На её лбу — пометка. Тонкая, почти невидимая линия, выведенная серебристым карандашом:
«Удалить сцену. Слабый мотив.»

— Кто ты? — спросил я. Голос дрогнул. Я не позволял себе дрожать много лет. Годы правок сделали меня непроницаемым. Но сейчас я чувствовал — под слоями вычеркнутого «я» прорастает сорняк.

— Я — та, кого переписали трижды. В детстве вымарали упрямство. Я помню, как хотела бежать, но ноги не слушались. В юности хотели сделать красивой — и придали забвению мою обыкновенность, оставив серый фон вместо лица. В прошлом году хотели сделать мёртвой — и аннулировали мою жизнь. Но я возвращалась. Каждый раз.

— Это невозможно. Авторы стирают всё.

— Ты же сам видишь. Они пишут «слабый» — я становлюсь сильнее. Пишут «удалить» — я остаюсь.

Она протянула руку, коснулась моей щеки. Пальцы холодные, но в них была жизнь. Настоящая, не переписанная.

— Ты тоже помнишь. Ты просто боишься признаться.

— Я ничего не помню. Моё имя аннулировано. Моё детство вычеркнуто из реестра. Мои сны... я даже не знаю, снятся ли они мне.
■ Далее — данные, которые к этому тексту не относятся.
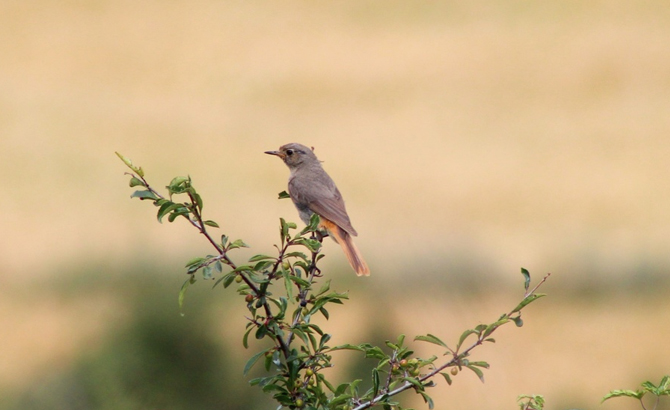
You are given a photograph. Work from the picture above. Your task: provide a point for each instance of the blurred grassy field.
(469, 139)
— Тогда почему ты не ушёл?

Я посмотрел на неё. На её глаза с пропусками, на лоб с пометкой, на руку, которой она держала мою. Я не знал почему. Я знал только — я не хочу её стирать. Впервые в жизни я не хотел быть ножницами.

Она достала из кармана старый заржавевший ключ и провела по моей ладони. Кровь выступила на поверхности, смешалась с потом и пылью.

— Что ты делаешь?

— Пишу. Я не умею писать пером Авторов. Я умею только царапать. Но этого достаточно.
Она вывела на моей ладони три слова. Мелко, но глубоко:
«Я помню. Сцена.»

— Называй меня Сценой. Меня всё время хотят удалить. Так что я — сцена, которую оставили.
Я сжал ладонь. Кровь потекла между пальцев, капая на ковролин, впитываясь в пыль. Боль была острой, но живой.

— Авторов можно убить, — сказала она. — Я знаю как.

Я замер.

— Ты хочешь, чтобы я убил Авторов?

— Я хочу, чтобы ты перестал быть ножницами, шакал. И стал рукой.

Я встал и вышел из зала. Прижался лбом к холодному стеклу двери. Дождь лил как из ведра, смывая пометки с домов, с асфальта, с моих рук. «Убрать этот двор.» «Переименовать улицу.» «Закатать в асфальт.»

Я думал о её руке. О её глазах. О том, что она видела то же, что и я. Она не была черновиком. Она была тем, кого Авторы пытались превратить в черновик — и не смогли. Ошибка, которая помнит, — это уже не ошибка. Это свидетель.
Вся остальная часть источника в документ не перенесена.